I failed to convince Kontantin about this last year. The reason is that 1)
it's a new feature; 2) with security implications. An admin should need to
"opt in" to this. I still wonder if this should be controlled by a new "TYPE"
in pg_hba (rather than a GUC); that would make it exclusive of SSL.

However, I also think that in the development patches both client and server
should enable compression by default, to allow it to be exercized by cfbot.
For the other compression patches I worked on, I had an 0001 commit where the
feature default was off, plus following patches which enabled the feature by
default - only for cfbot and not intended for commit.

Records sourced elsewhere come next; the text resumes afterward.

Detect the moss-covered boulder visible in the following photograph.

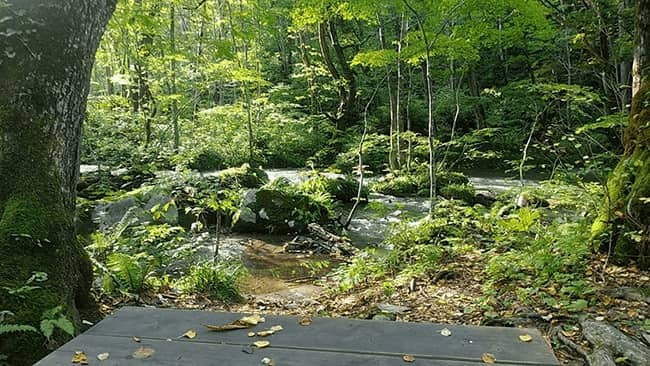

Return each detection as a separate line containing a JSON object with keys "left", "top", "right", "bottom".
{"left": 77, "top": 167, "right": 155, "bottom": 200}
{"left": 219, "top": 164, "right": 269, "bottom": 189}
{"left": 439, "top": 183, "right": 476, "bottom": 203}
{"left": 302, "top": 174, "right": 368, "bottom": 202}
{"left": 89, "top": 186, "right": 178, "bottom": 231}
{"left": 232, "top": 189, "right": 329, "bottom": 234}
{"left": 370, "top": 170, "right": 473, "bottom": 201}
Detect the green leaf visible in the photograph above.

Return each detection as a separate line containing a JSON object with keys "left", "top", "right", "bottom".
{"left": 566, "top": 299, "right": 589, "bottom": 312}
{"left": 40, "top": 320, "right": 55, "bottom": 339}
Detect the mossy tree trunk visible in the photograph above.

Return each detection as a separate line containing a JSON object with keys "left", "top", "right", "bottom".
{"left": 592, "top": 0, "right": 650, "bottom": 269}
{"left": 0, "top": 1, "right": 115, "bottom": 364}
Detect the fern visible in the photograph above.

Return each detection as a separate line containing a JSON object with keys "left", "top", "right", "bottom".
{"left": 0, "top": 324, "right": 37, "bottom": 335}
{"left": 106, "top": 253, "right": 152, "bottom": 294}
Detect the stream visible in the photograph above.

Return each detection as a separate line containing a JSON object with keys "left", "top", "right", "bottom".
{"left": 81, "top": 165, "right": 539, "bottom": 302}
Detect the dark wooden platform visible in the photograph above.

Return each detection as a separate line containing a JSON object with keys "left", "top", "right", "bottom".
{"left": 36, "top": 306, "right": 560, "bottom": 365}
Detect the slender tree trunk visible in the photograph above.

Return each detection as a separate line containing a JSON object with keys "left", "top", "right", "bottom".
{"left": 377, "top": 14, "right": 398, "bottom": 170}
{"left": 170, "top": 3, "right": 180, "bottom": 152}
{"left": 0, "top": 1, "right": 115, "bottom": 364}
{"left": 593, "top": 0, "right": 650, "bottom": 269}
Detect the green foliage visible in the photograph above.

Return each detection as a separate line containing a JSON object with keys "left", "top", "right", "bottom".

+/* GUC variable containing the allowed compression algorithms list (separated by comma) */
+char *libpq_compress_algorithms;

=> The global variable is conventionally initialized to the same default as
guc.c (even though the GUC default value will be applied at startup).

+ * - NegotiateProtocolVersion in cases when server does not support protocol compression
+ * Anything else probably means it's not Postgres on the other end at all.
*/
- if (!(beresp == 'R' || beresp == 'E'))
+ if (!(beresp == 'R' || beresp == 'E' || beresp == 'z' || beresp == 'v'))

=> I think NegotiateProtocolVersion and 'v' are from an old version of the
patch and no longer used ?

There's a handful of compiler warnings:
| z_stream.c:311:5: warning: ISO C90 forbids mixed declarations and code [-Wdeclaration-after-statement]

+ ereport(LOG, (errmsg("failed to parse configured compression setting: %s", libpq_compress_algorithms)));
+ return 0;

=> Since March, errmsg doesn't need extra parenthesis around it (e3a87b4).

+ * Report current transaction start timestamp as the specified value.
+ * Zero means there is no active transaction.

=> The comment doesn't correspond to the function (copy+paste).

+ return id >= 0 && id < (sizeof(zs_algorithms) / sizeof(*zs_algorithms));
+ size_t n_algorithms = sizeof(zs_algorithms) / sizeof(*zs_algorithms);

=> You can use lengthof() for these.

Maybe pg_stat_network_traffic should show the compression?
It'd have to show the current client-server and server-client values.
Or maybe that's not useful since it can change dynamically (unless it were
reset when the compression method was changed).

I think the psql conninfo Compressor/Decompressor line may be confusing.
Maybe it should talk about Client->Server and Server->Client.
Maybe it should be displayed on a single line.

Actually, right now the \conninfo part is hardly useful, since the compressor
is allocated lazily/"on demand", so it shows the compression of some previous
command, but maybe not the last command, and maybe not the next command...

I'm not sure it's needed to allow the compression to be changed dynamically,
and the generality to support a different compression mthod for each libpq
message type seems excessive. Maybe it's enough to check that the message type
is one of VALID_LONG_MESSAGE_TYPE and its length is long enough.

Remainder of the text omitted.